Food wrapped in dough has a long and multi-ethnic history. And today—indeed, most days—I pay homage to the enterprising cooks who decided to envelope a tasty filling inside a pastry, bread, rice, corn or potato dough that would ultimately serve as both delivery device as well as its own element of deliciousness.

The Three Points cooks wax rhapsodic on dumplings, pierogies, knishes, bierocks, tamales, turnovers . . . but we have a definite attachment to empanadas: the Spanish transplant to Latin America that has hybridized in imaginative ways while still maintaining hints of the old country.

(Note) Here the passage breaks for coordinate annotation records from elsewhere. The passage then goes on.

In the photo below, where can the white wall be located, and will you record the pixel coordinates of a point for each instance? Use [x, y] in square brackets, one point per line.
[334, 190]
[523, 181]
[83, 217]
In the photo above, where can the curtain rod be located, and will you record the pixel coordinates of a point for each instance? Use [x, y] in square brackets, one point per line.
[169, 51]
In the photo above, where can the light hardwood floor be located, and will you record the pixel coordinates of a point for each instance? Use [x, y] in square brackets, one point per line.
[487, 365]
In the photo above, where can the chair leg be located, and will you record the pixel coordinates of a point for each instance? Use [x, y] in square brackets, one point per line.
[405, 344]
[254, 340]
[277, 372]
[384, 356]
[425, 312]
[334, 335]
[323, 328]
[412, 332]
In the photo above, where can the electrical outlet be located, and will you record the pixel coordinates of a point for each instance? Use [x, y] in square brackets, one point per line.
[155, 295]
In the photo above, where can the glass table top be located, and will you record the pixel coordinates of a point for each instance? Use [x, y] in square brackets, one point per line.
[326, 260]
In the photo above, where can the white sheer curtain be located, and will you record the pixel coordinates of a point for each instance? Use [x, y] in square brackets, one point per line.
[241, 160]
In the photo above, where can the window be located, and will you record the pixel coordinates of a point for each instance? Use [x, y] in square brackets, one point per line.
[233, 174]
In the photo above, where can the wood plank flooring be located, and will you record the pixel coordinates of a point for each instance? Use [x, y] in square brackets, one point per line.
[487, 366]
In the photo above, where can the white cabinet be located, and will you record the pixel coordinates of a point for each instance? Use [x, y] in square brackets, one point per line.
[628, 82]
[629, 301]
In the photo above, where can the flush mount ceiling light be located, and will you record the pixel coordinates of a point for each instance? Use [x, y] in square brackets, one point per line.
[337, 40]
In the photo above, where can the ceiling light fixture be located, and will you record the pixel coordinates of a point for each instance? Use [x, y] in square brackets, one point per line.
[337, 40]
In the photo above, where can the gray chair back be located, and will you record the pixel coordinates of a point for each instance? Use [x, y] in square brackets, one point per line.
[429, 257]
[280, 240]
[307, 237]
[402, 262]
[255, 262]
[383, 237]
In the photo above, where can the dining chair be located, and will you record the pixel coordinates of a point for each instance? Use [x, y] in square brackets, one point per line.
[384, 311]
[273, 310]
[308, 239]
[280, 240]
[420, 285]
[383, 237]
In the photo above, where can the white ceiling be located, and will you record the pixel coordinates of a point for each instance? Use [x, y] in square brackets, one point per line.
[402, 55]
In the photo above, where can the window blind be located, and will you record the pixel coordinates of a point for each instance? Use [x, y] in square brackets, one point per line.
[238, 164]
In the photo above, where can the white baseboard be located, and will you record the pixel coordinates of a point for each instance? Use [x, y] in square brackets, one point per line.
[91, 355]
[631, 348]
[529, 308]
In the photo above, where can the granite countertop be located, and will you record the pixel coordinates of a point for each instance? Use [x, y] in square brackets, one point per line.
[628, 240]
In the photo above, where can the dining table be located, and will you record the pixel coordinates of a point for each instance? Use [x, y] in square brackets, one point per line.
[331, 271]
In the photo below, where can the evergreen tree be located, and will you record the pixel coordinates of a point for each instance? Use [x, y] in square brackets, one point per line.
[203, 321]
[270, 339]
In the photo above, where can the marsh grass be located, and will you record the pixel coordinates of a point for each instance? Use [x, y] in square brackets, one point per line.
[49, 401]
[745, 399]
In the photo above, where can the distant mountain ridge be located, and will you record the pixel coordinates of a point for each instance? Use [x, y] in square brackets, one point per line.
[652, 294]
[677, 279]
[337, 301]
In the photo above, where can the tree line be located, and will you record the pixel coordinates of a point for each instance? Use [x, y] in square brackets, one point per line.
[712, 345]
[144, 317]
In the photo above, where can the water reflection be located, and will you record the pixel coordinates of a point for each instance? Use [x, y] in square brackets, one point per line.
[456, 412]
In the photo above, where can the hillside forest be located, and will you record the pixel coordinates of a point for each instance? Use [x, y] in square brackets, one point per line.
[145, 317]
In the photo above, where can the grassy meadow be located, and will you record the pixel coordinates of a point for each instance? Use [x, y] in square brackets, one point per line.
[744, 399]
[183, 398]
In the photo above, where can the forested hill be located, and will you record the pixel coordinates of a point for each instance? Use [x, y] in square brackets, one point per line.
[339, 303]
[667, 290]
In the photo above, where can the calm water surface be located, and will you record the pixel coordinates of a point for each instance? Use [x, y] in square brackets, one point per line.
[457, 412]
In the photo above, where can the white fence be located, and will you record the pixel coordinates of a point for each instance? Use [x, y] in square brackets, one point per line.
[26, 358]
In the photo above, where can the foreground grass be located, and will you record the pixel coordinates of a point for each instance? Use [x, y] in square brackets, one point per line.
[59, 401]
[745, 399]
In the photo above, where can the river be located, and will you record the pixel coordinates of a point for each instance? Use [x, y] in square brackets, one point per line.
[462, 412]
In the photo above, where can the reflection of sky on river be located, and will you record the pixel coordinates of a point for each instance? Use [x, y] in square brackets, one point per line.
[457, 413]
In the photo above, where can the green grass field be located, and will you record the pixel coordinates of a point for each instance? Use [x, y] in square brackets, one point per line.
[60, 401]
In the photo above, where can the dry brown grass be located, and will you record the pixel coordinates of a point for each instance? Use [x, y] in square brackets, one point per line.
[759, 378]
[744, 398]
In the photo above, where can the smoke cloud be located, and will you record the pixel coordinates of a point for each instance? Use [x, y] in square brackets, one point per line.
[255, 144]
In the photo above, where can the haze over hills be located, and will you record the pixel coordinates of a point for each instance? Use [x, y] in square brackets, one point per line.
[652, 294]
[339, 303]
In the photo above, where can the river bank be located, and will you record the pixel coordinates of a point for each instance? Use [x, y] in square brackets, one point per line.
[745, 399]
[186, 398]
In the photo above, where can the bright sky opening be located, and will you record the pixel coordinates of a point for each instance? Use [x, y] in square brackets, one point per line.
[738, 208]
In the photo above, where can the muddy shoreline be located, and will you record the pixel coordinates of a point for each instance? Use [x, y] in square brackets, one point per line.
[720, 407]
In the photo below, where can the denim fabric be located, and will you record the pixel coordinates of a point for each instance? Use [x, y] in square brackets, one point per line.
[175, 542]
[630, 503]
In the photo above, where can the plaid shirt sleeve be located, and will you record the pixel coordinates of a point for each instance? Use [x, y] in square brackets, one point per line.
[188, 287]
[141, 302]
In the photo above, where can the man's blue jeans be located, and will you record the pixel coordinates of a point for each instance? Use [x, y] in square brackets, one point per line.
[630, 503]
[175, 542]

In Spain, the emapanadas come large—a full sheet of pastry, spread with filling and covered with a pastry top. Cut into squares, they are a tapas standard. My favorite is Galician comfort food: a saffron-kissed, barely yeasted dough filled with canned tuna and a flavorful, melty blend of green and red peppers, onions, garlic, tomatoes, paprika and olives. Hot out of the oven or cold from the fridge, it is handheld happiness. I pulled my recipe from The New Spanish Table—though just about any Spanish cook book will have something similar.

Meanwhile on a recent trip to Mexico, where I thought I had had it all, I was blown away by a simple, savory version with a massive taste: plantain and black bean empanadas from Veracruz. Just three ingredients (if you use prepared refried black beans), one of them salt, fold together for a sweet-crunchy-meaty-hearty package that surprises and pleases. The “dough” is super-ripe plantains, boiled (with salt) and mashed. The filling is beans. That’s it, but so much more. We ordered one plate at Mexico City’s El Bajio restaurant—served with smokey-hot-sweet salsa negra—then ordered several more (almost missing the amazing green ceviche for all of our greed).

The plantain empanadas we had that night were fried, but I found—when I tried to recreate this dish at home—that they were just as tasty (and less likely to collapse) if baked with a spritz of oil. I served mine with fresh salsa verde cruda as a tart foil to the sweet plantain.